Nello specifico, l’Istituto guarda alle procedure di rivalutazione in base alla perequazione, sottolineando che, dal prossimo mese, gli aumenti riguarderanno le pensioni il cui importo supera di quattro volte il trattamento minimo, ovvero 2.101,52 euro lordi al mese. Nella circolare n. 20/2023, l’Inps specifica che, per l’occasione, saranno corrisposti anche gli arretrati maturati nei mesi di gennaio e febbraio 2023. Va detto che, rispetto all’anno passato, nonostante l’inflazione più elevata, la rivalutazione sarà di poco inferiore. Anche per questo, l’Inps ha disposto l’aggiornamento unicamente delle rendite non interessate dal nuovo modulo perequativo (ossia quelle con importo non superiore a quattro volte il minimo). Questo al fine di non creare indebiti pensionistici.

Rivalutazione delle pensioni, il chiarimento Inps: come cambiano gli assegni

Con il disbrigo delle prime perequazioni, l’Inps ha avviato la fase successiva, relativa alle pensioni con importi oltre le quattro volte il trattamento minimo. Aumenti che, ricordiamo, scatteranno unicamente sul trattamento lordo virtuale al mese di dicembre 2022, al lordo dello 0,2% del conguaglio di novembre, volto al recupero dell’inflazione dell’anno precedente (2021). Tenendo presente, inoltre, che a ottobre è stato corrisposto un anticipo del 2% sugli assegni pensionistici pari o inferiori a 2.692 euro al mese, ai sensi del Dl n. 115/2022. Stando alle disposizioni in materia, il 100% della perequazione sarà consentita per le pensioni fino a quattro volte il trattamento minimo.
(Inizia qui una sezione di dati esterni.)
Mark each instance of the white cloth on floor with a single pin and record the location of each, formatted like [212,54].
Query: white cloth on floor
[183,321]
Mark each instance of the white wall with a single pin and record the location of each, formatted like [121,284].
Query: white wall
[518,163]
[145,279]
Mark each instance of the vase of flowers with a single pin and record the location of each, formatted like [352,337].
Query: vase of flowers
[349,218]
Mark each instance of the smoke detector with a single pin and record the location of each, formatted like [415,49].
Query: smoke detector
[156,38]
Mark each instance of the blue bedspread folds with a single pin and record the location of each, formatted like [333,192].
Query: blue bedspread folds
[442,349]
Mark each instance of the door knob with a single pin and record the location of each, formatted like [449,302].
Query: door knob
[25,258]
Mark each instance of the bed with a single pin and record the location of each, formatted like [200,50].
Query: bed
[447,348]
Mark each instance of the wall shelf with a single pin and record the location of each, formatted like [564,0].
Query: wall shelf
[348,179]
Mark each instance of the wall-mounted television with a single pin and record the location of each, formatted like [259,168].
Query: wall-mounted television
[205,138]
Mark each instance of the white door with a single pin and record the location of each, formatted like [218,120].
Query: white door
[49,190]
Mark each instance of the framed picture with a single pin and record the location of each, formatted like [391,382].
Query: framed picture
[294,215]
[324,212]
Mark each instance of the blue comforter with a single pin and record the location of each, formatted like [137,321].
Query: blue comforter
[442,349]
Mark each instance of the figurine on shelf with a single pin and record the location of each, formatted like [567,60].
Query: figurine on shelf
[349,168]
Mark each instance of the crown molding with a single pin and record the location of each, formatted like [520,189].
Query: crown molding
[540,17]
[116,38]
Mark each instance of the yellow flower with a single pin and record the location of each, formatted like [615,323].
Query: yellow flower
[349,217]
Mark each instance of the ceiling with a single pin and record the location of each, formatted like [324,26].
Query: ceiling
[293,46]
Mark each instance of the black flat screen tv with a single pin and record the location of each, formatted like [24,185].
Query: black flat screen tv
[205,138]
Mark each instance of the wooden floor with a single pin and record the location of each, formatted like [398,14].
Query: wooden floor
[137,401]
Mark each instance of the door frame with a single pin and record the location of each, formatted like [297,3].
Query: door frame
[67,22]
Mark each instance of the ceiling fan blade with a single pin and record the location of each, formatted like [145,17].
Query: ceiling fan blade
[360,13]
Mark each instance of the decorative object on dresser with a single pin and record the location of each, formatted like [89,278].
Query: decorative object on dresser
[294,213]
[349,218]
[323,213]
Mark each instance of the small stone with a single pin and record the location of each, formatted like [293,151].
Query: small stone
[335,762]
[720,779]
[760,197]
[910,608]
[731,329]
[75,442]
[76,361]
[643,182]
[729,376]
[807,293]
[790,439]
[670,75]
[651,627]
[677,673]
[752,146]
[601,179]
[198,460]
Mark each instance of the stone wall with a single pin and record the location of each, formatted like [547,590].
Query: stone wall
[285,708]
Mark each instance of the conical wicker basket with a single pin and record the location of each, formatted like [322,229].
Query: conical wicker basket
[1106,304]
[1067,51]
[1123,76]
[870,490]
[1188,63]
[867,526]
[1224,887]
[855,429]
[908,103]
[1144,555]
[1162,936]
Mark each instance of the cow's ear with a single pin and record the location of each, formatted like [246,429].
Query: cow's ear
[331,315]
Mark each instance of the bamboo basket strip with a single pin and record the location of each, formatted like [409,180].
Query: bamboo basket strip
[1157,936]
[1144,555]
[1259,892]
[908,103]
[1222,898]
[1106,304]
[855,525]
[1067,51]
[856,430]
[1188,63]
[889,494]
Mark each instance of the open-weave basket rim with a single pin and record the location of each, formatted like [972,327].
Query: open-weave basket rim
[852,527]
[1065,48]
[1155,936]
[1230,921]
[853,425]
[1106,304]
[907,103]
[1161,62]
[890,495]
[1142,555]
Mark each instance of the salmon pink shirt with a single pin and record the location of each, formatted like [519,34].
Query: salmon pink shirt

Per poi proseguire secondo la seguente ripartizione:

  • 85%: da 4 a 5 volte il trattamento minimo;
  • 53%: da 5 a 6 volte;
  • 47%: da 6 a 8 volte;
  • 37%: da 8 a 10 volte;
  • 32%: oltre 10 volte.

Il tutto, chiaramente, sulla base di un indice provvisorio di riferimento che, per il 2023, è stato fissato al 7,3%. Salvo, appunto, eventuale conguaglio da effettuare in perequazione per l’anno successivo.

Le rivalutazioni

L’Inps ha inoltre chiarito il mantenimento delle cosiddette fasce di garanzia, ossia il procedimento di aggiornamento tramite scaglioni di importo (anziché per fasce progressive) con tutela sul mantenimento del percepito su uno standard superiore (o comunque non inferiore) al trattamento più alto della fascia precedente. In pratica, la rivalutazione della fascia di riferimento sarà in ogni caso più elevata rispetto a quella precedente. Per fare un esempio, in caso di trattamenti lordi compresi fra 2.101,52 euro e 2.123,19, sulla base di una perequazione tra quattro e cinque volte il minimo, l’indice di riferimento sarebbe il 6,205% ma, al fine di rispettare la fascia di garanzia, sarà applicato il 7,5% di 2.101,52.

È opportuno ricordare che l’indicizzazione sarà divergente fra i vari trattamenti. L’indicazione di base è che le pensioni più basse godano di una perequazione più vantaggiosa. Nel pratico, tuttavia, sulla base degli indici di rivalutazione, a uscirne in modo migliore sono le fasce medio-alte, per le quali l’assegno ha beneficiato di uno scarto più elevato rispetto all’aggiornamento del 2022.